I'm not clear from perlguts and perlapi how to make sure all my strings are utf8.
And I'm more confused about sv_utf8_upgrade vs bytes_to_utf8.
Say I want to pass a list of strings passed into my xsub as an arrayref.
Is there a problem with blindly calling sv_utf8_upgrade on every element of my AV?
For example, this code does not handle utf8:
void
foo( names )
AV * names
INIT:
char ** name_list;
CODE:
Newx( name_list, av_len( names ) + 1, char * );
for( int i=0; i <= av_len( names ); i++ )

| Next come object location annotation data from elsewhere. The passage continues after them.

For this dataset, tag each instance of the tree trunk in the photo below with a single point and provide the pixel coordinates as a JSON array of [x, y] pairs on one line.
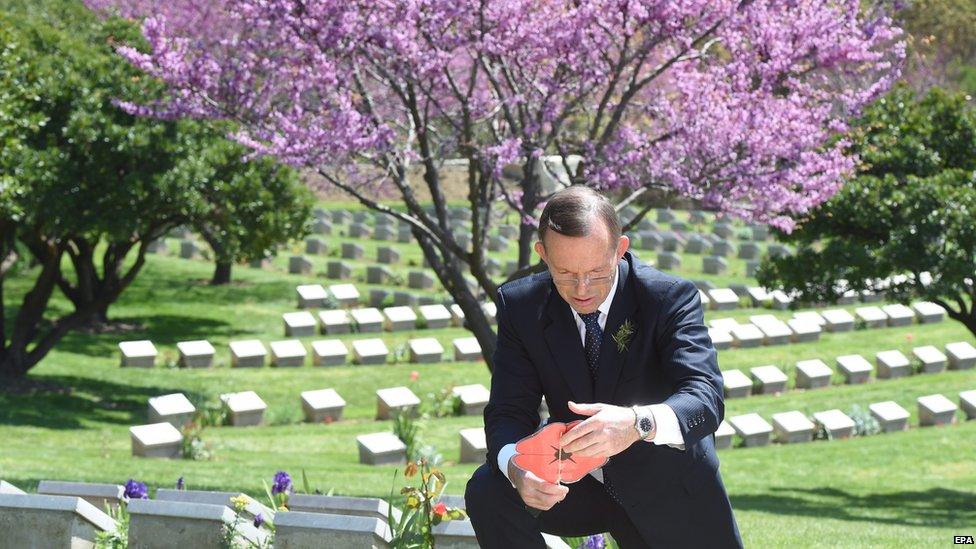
[[221, 272]]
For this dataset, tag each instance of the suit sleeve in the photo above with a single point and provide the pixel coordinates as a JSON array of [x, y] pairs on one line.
[[691, 363], [513, 406]]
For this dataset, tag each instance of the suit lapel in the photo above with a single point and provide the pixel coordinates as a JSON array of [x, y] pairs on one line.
[[623, 308], [562, 337]]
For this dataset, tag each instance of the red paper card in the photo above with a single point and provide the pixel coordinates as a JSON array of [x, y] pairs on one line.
[[542, 454]]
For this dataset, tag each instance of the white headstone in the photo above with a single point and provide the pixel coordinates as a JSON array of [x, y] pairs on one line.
[[890, 415], [299, 324], [381, 449], [425, 350], [246, 408], [369, 351], [467, 349], [812, 374], [322, 405], [289, 352], [754, 430], [311, 296], [856, 368], [892, 364], [736, 383], [474, 449], [196, 354], [770, 379], [931, 358], [329, 352], [836, 423], [961, 354], [247, 353], [935, 410], [174, 408], [395, 399], [138, 354], [156, 440], [792, 427]]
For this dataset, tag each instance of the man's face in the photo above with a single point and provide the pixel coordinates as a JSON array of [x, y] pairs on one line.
[[574, 259]]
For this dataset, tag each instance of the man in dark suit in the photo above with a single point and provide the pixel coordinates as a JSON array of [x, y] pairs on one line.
[[650, 401]]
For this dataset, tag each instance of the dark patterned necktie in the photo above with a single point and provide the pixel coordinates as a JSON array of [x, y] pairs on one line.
[[594, 338]]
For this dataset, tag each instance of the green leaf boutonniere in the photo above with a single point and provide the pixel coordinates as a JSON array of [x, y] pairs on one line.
[[623, 335]]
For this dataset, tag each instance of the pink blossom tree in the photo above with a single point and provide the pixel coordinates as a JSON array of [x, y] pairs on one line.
[[741, 105]]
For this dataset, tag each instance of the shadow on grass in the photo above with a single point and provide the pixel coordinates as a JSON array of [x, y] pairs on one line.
[[935, 507], [81, 400]]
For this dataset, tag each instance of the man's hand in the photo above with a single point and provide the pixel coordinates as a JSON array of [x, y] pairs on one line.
[[535, 492], [608, 431]]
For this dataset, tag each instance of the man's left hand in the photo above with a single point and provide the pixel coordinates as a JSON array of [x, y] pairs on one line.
[[608, 431]]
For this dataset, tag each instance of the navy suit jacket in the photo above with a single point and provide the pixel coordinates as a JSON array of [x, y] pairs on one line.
[[674, 497]]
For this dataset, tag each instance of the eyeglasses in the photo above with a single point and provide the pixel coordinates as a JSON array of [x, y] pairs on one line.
[[587, 281]]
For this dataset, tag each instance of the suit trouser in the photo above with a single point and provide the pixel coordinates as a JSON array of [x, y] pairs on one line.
[[501, 520]]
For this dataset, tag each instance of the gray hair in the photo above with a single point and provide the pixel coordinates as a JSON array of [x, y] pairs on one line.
[[571, 212]]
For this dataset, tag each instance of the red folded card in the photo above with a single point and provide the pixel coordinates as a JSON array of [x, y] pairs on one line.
[[541, 453]]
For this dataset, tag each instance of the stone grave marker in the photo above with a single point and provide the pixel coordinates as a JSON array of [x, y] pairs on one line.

name_list[i] = SvPV_nolen( *av_fetch( names, i, 0) );
RETVAL = foo( name_list, av_len( names) );
SafeFree( name_list );
OUTPUT:
RETVAL
If my C function foo() expects all character data utf8-encoded is this the correct approach?
for( int i=0; i <= av_len( names ); i++ ) {
SV * name_sv = *av_fetch( names, i, 0);
sv_utf8_upgrade( name_sv );
name_list[i] = SvPV_nolen( name_sv );
}
And is sv_utf8_upgrade a NOOP if the utf8 flag is already set?
Or is a better approach to use bytes_to_utf8()? But, if I did that I would need to SafeFree() each string in my name_list[] array after calling my C function, correct?